Ut – In Gut’s House

Out

Ut - In Gut's HouseContinuing in the necessary Ut re-issue programme, their second LP and the first studio album to appear on Blast First, is given the deserved re-release treatment. In Gut’s House saw them taking a few steps beyond Conviction. Although still self-produced, this time they took assistance from that doyen of the ’80s underground, Paul Kendall, who produced Loop, Thee Hypnotics and Wire,among many others. The production feels clear and crisp, and all you hear is the trio making their way towards you, menacing but conscious that the menace is only in your head, and it only appears in the sounds that they have chosen to inflict upon you.

As mentioned before, this is the most democratic of trios, each song designed by one member but then fleshed out with tacit understanding by the group. Four songs are Jacqi Ham‘s, four are Sally Young‘s and two are Nina Canal‘s, and without a doubt, each of the songwriter’s characters shines through. The other exciting thing that pitched them into similar territory as contemporaries Sonic Youth and Band Of Susans is the reliance on open-tuned or de-tuned guitars. I couldn’t recognise a single chord all the way through the album and that is just so damn cool. Allied to that, these strengths, the post -punk resonance of the bass and the tribal clatter of the insistent drums when they are used, puts them way out on their own, the noise that the album produces being intense and vital.

There is a cynicism and offhanded sneer to Jacqui’s vocal on opener “Evangelist”: “Going down to the market place / Gonna learn to lie like an evangelist”. The slight mania is corralled by the drums bursting out of the speakers as the guitar chops and scythes through the dank air. The feel is intense, whereas Sally’s “ID” has a faster tempo, but the mood seems lighter. It is still choppy and once again I can’t help but hear a comparison to Throwing Muses; that sense of constant switchback motion, abandonment and seduction. Sally’s is a world that is darker and more abstract than normal, the lyrics coming on like dream images as the heartbeat bass feeds the human impulse. There is more of a destructive no-wave sentiment to Jacqi’s songs, and the guitar on “Swallow” struggles like it is trapped on barbed wire, trying to drag itself free, flailing and spreading as the tears increase and the voice becomes delirious with the frenzied effort required.

The band heads for a two-guitar and two-vocal attack on “Big Wing”, and one of the guitars is flitting about in the background, chattering like a typewriter or Morse code machine as the two voices merge perfectly in the foreground. There is a sense of dreamlike tension with just a hint of Lydia Lunch‘s back-alley growl. The difference is that Ut don’t share her disgust; rather there is a frustrated wonder at work here that finds the other guitar stepping carefully through the detritus as the portentous drums hover. The final track on side one is Nina’s, and its stuttering, disturbed opening crawls into a more purposeful and grinding force, with Jacqui’s second guitar squealing and squalling in the background like some awful industrial machinery.

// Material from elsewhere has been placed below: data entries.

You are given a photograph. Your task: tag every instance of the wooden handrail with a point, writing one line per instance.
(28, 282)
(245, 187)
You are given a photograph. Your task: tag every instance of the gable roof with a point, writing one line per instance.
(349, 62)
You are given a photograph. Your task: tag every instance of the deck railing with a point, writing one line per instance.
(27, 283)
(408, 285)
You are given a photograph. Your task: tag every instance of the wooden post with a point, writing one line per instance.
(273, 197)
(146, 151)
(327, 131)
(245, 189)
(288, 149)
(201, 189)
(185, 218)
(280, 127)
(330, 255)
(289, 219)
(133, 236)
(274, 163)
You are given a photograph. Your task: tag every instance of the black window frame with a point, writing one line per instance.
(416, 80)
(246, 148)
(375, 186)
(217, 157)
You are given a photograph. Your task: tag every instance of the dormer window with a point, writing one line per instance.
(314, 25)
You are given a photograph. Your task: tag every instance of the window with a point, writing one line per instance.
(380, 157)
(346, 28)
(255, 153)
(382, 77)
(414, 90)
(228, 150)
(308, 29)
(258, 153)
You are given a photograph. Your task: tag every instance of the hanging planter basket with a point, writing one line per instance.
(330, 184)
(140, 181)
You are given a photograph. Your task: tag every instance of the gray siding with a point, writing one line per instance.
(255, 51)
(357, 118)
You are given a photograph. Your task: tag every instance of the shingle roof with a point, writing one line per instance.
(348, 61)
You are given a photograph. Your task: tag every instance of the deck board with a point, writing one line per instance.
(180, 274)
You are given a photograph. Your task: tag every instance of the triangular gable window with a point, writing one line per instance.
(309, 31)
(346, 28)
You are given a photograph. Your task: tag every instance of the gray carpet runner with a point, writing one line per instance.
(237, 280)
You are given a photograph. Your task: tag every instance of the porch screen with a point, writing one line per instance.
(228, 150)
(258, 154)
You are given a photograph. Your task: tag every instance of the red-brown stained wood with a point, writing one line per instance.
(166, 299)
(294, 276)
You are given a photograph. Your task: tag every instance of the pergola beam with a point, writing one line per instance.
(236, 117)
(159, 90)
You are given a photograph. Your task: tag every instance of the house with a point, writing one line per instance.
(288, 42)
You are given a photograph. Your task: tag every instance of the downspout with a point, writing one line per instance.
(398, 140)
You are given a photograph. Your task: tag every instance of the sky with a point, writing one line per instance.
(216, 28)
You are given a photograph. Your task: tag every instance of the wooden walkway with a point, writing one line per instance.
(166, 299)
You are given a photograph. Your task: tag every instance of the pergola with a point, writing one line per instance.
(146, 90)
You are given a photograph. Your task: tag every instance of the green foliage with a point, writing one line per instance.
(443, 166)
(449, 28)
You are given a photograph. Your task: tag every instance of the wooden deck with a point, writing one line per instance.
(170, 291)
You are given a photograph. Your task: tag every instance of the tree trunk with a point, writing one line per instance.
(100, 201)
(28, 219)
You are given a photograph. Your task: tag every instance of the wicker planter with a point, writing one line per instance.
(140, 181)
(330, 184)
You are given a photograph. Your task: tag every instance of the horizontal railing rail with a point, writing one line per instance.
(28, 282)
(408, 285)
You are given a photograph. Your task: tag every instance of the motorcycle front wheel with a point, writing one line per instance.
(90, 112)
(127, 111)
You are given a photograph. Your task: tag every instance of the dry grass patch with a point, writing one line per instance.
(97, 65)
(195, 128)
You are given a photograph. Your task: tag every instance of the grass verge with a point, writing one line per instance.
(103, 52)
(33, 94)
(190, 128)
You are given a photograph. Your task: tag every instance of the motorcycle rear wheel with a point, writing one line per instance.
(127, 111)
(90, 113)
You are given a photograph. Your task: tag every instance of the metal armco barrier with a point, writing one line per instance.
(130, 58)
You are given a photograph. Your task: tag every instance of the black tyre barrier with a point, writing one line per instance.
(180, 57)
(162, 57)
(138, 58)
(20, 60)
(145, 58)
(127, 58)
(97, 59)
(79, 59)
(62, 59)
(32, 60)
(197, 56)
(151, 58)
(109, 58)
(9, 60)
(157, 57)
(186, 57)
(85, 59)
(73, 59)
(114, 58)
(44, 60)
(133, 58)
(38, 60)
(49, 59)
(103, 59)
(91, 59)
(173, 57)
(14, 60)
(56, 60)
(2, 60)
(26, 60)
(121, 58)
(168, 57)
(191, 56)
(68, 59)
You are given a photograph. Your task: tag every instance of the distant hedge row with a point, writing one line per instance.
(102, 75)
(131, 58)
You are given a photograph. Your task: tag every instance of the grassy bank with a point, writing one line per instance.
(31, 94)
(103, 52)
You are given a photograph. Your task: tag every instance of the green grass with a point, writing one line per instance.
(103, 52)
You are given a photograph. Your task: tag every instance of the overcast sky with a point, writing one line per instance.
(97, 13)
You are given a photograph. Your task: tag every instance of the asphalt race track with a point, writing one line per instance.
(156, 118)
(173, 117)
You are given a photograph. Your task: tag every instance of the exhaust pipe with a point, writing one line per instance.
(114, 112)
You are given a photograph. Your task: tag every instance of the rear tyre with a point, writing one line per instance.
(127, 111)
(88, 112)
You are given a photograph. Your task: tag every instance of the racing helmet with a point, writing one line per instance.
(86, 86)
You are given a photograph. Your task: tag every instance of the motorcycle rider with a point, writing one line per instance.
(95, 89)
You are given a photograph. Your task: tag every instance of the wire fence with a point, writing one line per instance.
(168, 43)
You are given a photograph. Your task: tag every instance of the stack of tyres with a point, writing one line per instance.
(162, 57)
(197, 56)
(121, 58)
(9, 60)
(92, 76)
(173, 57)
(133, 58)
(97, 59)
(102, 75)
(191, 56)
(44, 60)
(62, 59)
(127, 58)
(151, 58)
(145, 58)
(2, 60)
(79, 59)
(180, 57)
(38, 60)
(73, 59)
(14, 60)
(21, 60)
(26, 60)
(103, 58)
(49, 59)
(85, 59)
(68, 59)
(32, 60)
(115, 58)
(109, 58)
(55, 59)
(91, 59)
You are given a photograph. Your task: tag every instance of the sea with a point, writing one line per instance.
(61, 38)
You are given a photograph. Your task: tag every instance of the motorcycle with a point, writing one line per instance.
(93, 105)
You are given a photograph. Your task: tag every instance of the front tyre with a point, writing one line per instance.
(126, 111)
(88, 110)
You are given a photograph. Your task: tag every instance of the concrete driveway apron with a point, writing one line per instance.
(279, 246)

Thankfully, the pressure is relieved at the start of side two as the guitar is gently strummed on “Homebled”. Instead of drums, Sally’s violin finds its way into the mix and with PK on percussion; the sound is diluted a little here, the simplicity of the riffing shadowing the violin in unexpected unison. On “Shut Fog”, Jacqui’s violin is more abstract , tumbling and discordant. The song inhabits the kind of backwoods mania of people being thrown down wells, bare trees and deserted mountains. This change of vibe on side two is a perfect antidote to the culmination of side one, and although there is some extraordinary post-punk funk bass on “Mosquito Botticelli”, the high and loose harmonica and scattered vocal samples lend it an eerie high plains kind of vibe that is enough to throw off the heavier and more dominant shackles of the first side. The tribal drum pattern gives the impression that they kidnapped a blues harp player and let him loose to wander in puzzled fear trough their swollen landscape.

After another drum-less track that appears and disappears like a puff of smoke, Nina’s frantic “Landscape” closes the album. With its waves of swashbuckling guitar, it can’t seem to make up its mind, whether to be manic or reserved, whirling from one to the other; full tilt or cautious until it blows itself out and collapses, breathless. I felt breathless as well after the sounds faded, and once again the trio show themselves to be without equal. Allow the In Gut’s House to work its magic on you and ignore the fact that it is over thirty years old. This sound never grows old.